Seçim kararının alınmasıyla birlikte, belirsizliğin nispeten ortadan kalkmasına
bağlı olarak, ekonomide bazı hareketlenmeler oldu.
Normal
şartlarda, bir ekonomide belirsizlik varsa, bu tüm faaliyetleri olumsuz bir
şekilde etkiler. Belirsizliğin ortadan kalkması oranında ise hareketlenmeler
olur. Ülkemizde de 3 Kasım seçim kararı alınınca, lehte bazı gelişmeler oldu, fakat
yeterli seviyede değildi bunlar... Çünkü gerçekten olağanüstü şartlarda,
olağanüstü bir seçime gidilmekteydi. Zaten 4 Kasım’a kadar netice hakkında net
bir yorum yapabilmek hiçbir zaman da mümkün olmadı. Bundan dolayı, seçim gününe
kadar, ekonomik açıdan arzu edilen seviyede faaliyet hacmine de ulaşılamadı.
Ekonomik unsurların tamamında mevcut olan “çekingenlik” 3 Kasım akşamına kadar
devam etti.
Ülkemiz, 4
Kasım itibariyle politikada yeni bir yapıda karar kıldı. İnsanlarımız, 10
yıldır süregelen koalisyon hükumetlerinin yeterliliği düşüncesiyle “tek
partili” bir iktidarla ve “tek partili” bir muhalefetle yoluna devam
etmeyi uygun gördü. Ülkemizin; ekonomik, sosyal, siyasi, hukuki ve kültürel
alanda birçok değişikliğe ihtiyacı var. Ümidimiz, bunun mevcut yapı ile
gerçekleştirilebilmesidir.
Piyasaların
seçim sonucuna tepkisine gelince... Bu, ilk safhada olumlu yönde olmuştur. Para
ve sermaye piyasalarında lehte gelişmeler yaşanmıştır. Reel kesimin bakışı da
“gelecekten ümitvar” olma yönündedir.

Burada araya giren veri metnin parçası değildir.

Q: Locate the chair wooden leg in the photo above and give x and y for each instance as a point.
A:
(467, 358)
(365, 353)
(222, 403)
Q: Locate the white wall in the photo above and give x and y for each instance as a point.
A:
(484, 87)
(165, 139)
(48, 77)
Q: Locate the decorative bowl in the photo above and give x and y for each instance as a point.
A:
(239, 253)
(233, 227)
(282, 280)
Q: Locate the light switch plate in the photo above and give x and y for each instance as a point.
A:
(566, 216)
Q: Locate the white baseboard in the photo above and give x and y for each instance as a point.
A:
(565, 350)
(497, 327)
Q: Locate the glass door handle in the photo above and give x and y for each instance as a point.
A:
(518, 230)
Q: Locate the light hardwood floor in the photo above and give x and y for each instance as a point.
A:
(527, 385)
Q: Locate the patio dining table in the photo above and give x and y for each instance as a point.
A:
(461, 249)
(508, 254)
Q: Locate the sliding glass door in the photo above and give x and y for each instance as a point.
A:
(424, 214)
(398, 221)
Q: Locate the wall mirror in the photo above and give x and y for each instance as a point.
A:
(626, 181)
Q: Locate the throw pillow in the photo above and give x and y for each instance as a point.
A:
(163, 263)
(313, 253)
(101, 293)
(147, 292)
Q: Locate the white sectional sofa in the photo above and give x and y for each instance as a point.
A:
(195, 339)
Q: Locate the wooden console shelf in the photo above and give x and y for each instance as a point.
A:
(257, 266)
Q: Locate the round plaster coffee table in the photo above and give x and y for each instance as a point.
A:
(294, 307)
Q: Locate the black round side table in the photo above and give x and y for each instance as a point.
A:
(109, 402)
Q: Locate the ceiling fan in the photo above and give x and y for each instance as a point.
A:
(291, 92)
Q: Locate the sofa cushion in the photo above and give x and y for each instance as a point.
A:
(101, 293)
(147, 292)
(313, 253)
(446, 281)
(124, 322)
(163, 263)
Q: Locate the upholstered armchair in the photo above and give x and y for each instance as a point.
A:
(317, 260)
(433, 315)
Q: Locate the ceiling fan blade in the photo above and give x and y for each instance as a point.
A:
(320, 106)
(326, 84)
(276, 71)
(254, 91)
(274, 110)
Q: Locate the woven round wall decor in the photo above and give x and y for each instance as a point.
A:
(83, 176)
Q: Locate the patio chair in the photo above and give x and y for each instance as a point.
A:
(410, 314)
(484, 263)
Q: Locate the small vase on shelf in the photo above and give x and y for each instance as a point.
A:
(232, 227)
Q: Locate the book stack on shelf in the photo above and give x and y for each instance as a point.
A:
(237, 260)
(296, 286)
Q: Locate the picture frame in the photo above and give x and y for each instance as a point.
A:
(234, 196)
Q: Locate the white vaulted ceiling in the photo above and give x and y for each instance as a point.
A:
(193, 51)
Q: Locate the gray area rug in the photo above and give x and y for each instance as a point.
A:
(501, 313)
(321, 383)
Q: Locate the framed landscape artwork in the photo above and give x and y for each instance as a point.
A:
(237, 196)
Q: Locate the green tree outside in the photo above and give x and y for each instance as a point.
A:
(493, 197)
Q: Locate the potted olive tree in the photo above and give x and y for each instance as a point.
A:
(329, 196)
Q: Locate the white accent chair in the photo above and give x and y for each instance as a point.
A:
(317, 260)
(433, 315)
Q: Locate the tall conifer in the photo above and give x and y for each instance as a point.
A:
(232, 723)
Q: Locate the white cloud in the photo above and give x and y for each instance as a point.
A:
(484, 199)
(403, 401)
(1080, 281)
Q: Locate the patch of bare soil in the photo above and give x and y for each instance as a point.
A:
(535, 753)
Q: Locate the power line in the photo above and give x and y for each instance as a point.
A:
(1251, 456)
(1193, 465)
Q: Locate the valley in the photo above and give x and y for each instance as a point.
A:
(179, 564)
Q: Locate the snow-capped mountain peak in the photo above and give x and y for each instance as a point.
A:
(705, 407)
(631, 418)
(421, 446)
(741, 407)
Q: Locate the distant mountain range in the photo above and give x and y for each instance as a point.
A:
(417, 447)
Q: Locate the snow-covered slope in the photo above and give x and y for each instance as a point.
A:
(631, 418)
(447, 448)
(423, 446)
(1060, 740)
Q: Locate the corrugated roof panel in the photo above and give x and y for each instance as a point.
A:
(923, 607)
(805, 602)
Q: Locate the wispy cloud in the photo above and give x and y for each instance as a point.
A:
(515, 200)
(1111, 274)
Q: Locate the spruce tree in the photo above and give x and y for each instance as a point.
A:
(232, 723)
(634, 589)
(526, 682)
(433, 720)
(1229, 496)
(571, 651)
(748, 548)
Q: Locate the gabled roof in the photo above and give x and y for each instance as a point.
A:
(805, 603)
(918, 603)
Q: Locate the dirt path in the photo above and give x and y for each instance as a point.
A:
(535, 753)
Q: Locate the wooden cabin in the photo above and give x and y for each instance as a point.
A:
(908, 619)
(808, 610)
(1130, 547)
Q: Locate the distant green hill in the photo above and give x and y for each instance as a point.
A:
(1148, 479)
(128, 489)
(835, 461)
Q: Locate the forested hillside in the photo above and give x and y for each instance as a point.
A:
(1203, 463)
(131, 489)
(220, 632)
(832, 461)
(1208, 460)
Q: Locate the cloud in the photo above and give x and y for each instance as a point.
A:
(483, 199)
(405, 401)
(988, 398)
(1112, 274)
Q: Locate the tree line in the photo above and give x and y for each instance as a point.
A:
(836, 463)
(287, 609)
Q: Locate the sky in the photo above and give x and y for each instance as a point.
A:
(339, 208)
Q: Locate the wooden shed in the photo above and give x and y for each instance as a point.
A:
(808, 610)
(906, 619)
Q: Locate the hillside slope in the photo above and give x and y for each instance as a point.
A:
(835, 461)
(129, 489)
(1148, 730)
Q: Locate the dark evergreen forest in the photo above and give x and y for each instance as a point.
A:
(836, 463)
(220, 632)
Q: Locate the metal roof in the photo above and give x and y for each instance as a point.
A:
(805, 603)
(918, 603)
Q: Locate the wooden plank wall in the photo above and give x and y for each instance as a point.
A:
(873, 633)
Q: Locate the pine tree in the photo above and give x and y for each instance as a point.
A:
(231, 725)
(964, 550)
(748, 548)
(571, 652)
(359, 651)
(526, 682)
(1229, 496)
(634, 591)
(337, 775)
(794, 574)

Mühim olan, bu havanın sürekliliğidir.
Ortadoğu operasyonu ve benzeri bir olumsuzluk olmaması halinde ekonomik alanda,
kalınan yerden “kurtuluş mücadelesine” devam edilmesi mümkündür. İnşaallah her
şey ümit edildiği gibi olacaktır.
Burada, mevcut veriler ışığında Türkiye ekonomisinin ilk
dokuz ayına ilişkin sektörel analizler yapılacaktır:
A) BÜYÜME:
Ekonomik büyümeye ilişkin veriler, Tablo 1’de verilmiştir.
TABLO 1: BÜYÜME ORANLARI (%)
YILLAR |
BÜYÜME ORANI |
1997 |
8,0 |
1998 |
3,8 |
1999 |
-6,4 |
2000 I.çeyrek II.çeyrek |
6,1 4,2 4,4 |
2001 I.çeyrek II.çeyrek |
-9,4 -3,1 -12,1 |
2002 (hedef) I.çeyrek II.çeyrek |
4,0 0,3 8,8 |
Kaynak:DİE
2001
yılının ikinci çeyreğinde %12,1 oranındaki küçülmeye karşılık 2002’nin aynı
döneminde %8,8 oranındaki büyüme, ekonomide iyiye gidişe işaret etmektedir.
2002’nin ilk çeyreğindeki büyüme oranı ise %0,3 idi. Böylece ilk yarı bazında
kaydedilen büyüme %4,7 oranındadır. (Bkz.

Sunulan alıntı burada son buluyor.